The thing about Metoprolol is that it masks the effect. I don’t feel the fibrillation, therefore it is not on my mind 24 hours a day. It prevents excessive heart rate, while my heart responds quite well to high-altitude hiking, walking uphill, etc.; i.e., the metoprolol does what it is supposed to do, though I continue to have random beats.
First Ablation in 2005 Ineffective
Dr. Telles did a Pulmonary Vein Isolation (PVI) procedure on me some years ago, July 5,2005, but it altered nothing. However I did enjoy it since he set up the computer monitors so I could be awake and watch the procedure as he carefully built a computer 3D model of my heart, then inserted the “microwave” which would burn tiny spots inside my atrium in the hopes that they might interrupt the random signals causing the problem. Fortunately things were and are isolated within the atrium, and there appear to be no ventricular worries…so far.
As I laid there watching the monitors, I was so fascinated that when he removed everything, I felt a little put out that the movie was so short!
I was wheeled out, put into a nice warm room and allowed to gather myself for a couple hours. Then I opted to stay overnight in a hospital room more to give the entry point (groin) a chance to settle down before the 45 minute drive up the mountains and home.

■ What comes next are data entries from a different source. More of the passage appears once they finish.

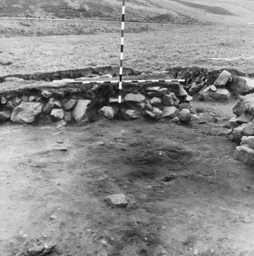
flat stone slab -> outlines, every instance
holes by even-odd
[[[114,194],[105,198],[106,203],[111,206],[126,208],[129,200],[124,194]]]

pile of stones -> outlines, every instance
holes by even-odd
[[[233,112],[236,115],[230,120],[229,138],[240,144],[234,158],[254,165],[254,93],[240,96]]]

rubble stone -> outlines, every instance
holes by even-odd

Second Ablation in 2007: Also Ineffective
The end result was that the first PVI didn’t do much. I went back on my medication. After a couple more years (July 31, 2007) Doctor Telles felt he should make another stab at it, and I fully agreed. I was more than willing to see if some more “tattoos” might do the trick, and his newer version of the software was even more amazing to watch on the monitors.
But both our curiosities were sated by the gut feeling we both had that the second procedure wasn’t going to do the job either. And this second try didn’t change a thing.

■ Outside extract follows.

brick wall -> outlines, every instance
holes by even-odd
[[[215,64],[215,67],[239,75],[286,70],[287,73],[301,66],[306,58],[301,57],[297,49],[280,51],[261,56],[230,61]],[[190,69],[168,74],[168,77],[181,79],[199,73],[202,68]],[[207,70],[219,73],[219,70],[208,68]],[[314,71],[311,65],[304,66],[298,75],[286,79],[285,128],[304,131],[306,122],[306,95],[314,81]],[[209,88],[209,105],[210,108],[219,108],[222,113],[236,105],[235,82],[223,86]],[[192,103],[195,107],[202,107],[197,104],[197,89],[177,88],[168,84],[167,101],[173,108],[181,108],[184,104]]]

Living With A-Fib: Metoprolol Masks My Fibrillation
So, my fibrillation is still with me, and I’m sure Dr. Telles is as frustrated as I. But we both knew from all the knowledge out there that PVI procedures are something of a dice roll. The Metoprolol masks the fibrillation, so I don’t find myself thinking about A-Fib as I go through my days.
Coumadin for Stroke Prevention
As long as I take my blood thinner (Coumadin/Warfarin) like clockwork and exactly the dosage I need for my weight (a 5-milligram pill every day, 7 days a week, and on Wednesday, Saturday and Sunday an extra 1/2 pill totaling 7.5 milligrams on those days), I don’t worry about getting an A-Fib stroke. I haven’t yet asked Dr. Telles about Pradaxa, but I see no sense in going there as I’m 72 now. And at my age there’s a higher risk of bleeding, I hear. Besides, Warfarin’s cheap and effective. I get my Pro-Times monthly, and most of the time they’re right on point.
So, I’m perfectly happy. My A-Fib doesn’t prevent me from doing anything I want to do. The hardest part is remembering to take the handful of various pills each day. But other than that, since I don’t feel it, my fibrillation rarely crosses my mind. I walk up in the mountains, run if necessary, climb trees, work in the yard, all the things I’ve normally done. And, best of all: thanks to Metoprolol my A-Fib isn’t on my mind continually.
Truth be told, I’m far more concerned over which team will win the College World Series.